Plus d'un million de personnes ont été touchées dans 10 districts, y compris les communautés hôtes rohingya et bangladaises, tandis que les précipitations persistantes pourraient accroître les risques dans les jours à venir.
Selon le gouvernement, 51 personnes avaient perdu la vie à travers le pays au 12 juillet, tandis que plus de 38 400 personnes étaient hébergées dans plus de 1 000 centres d'évacuation. Parmi les personnes touchées, figurent plus de 52 000 Rohingya et plus de 13 000 personnes en situation de handicap.
« Des familles ont perdu leurs maisons, leurs moyens de subsistance et des proches. Cette urgence souligne le coût humain croissant des catastrophes liées au climat et la nécessité urgente de renforcer la résilience avant que de telles catastrophes ne surviennent », a déclaré Iori Kato, directeur régional de l'OIM pour l'Asie et le Pacifique. « L'OIM travaille en étroite collaboration avec le gouvernement du Bangladesh et les partenaires humanitaires pour fournir une assistance vitale, soutenir la récupération et aider les communautés à se préparer à des chocs climatiques de plus en plus fréquents et intenses. »
Chattogram et Cox's Bazar, qui abritent le plus grand camp de réfugiés au monde et le plus densément peuplé, ont été les districts les plus touchés. Dans les camps de Cox's Bazar, les fortes pluies ont saturé des versants fragiles, provoquant des inondations soudaines, des glissements de terrain qui ont endommagé plus de 5 000 abris ainsi que des installations et infrastructures communautaires. En dehors des camps, des maisons, des routes, des ponts, des écoles et d'autres infrastructures publiques ont été gravement endommagées, perturbant les moyens de subsistance et limitant l'accès aux services essentiels.
En tant que co-président du Cluster de gestion des déplacements (DMC), l'OIM a rapidement coordonné ses actions avec les partenaires du cluster pour identifier les besoins des communautés touchées et élaborer un plan d'interventions prioritaires.
En coordination avec le gouvernement du Bangladesh, le Commissaire au Secours et au Rapatriement des Réfugiés, les autorités locales et les partenaires humanitaires, l'OIM a déployé des équipes d'urgence dans les zones touchées. Une aide d'urgence en matière d'abris est fournie aux ménages dont les abris ont été endommagés, tandis que le soutien à la relocalisation aide les familles à quitter les pentes à haut risque et d'autres zones dangereuses.

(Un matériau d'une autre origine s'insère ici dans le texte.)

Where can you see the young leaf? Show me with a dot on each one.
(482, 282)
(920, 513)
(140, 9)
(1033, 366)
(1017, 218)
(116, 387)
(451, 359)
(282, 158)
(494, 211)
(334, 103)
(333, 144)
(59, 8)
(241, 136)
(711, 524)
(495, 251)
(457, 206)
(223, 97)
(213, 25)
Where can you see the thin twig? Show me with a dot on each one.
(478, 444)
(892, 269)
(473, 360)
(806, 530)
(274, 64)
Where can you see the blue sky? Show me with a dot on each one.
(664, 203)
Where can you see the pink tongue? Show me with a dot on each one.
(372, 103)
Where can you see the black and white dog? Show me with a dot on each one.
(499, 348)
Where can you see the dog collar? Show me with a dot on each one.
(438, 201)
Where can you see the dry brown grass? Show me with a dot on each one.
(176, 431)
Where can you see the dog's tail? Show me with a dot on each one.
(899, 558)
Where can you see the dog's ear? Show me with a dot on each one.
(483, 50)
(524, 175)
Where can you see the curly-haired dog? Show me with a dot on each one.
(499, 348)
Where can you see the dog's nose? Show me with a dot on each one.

Malgré les conditions difficiles, l'OIM continue d'assurer les services essentiels. Les équipes médicales mobiles et les structures de santé restent opérationnelles, tandis que les équipes de protection fournissent des premiers secours psychologiques et une assistance ciblée aux enfants et autres personnes vulnérables.
Le Bangladesh reste fortement exposé aux catastrophes liées au climat. En 2025, l'OIM estimait que 4,96 millions de personnes étaient déplacées à l'intérieur du pays à cause de catastrophes, beaucoup pour de longues périodes.
Alors que le phénomène El Niño s'intensifie cette année, l'OIM discute avec ses partenaires d'une approche collective pour prévenir les déplacements, protéger les populations déplacées et promouvoir des solutions durables. Renforcer la réduction des risques de catastrophe, des infrastructures résilientes et des actions anticipatives sera essentiel pour protéger des vies et réduire les besoins humanitaires à l'avenir.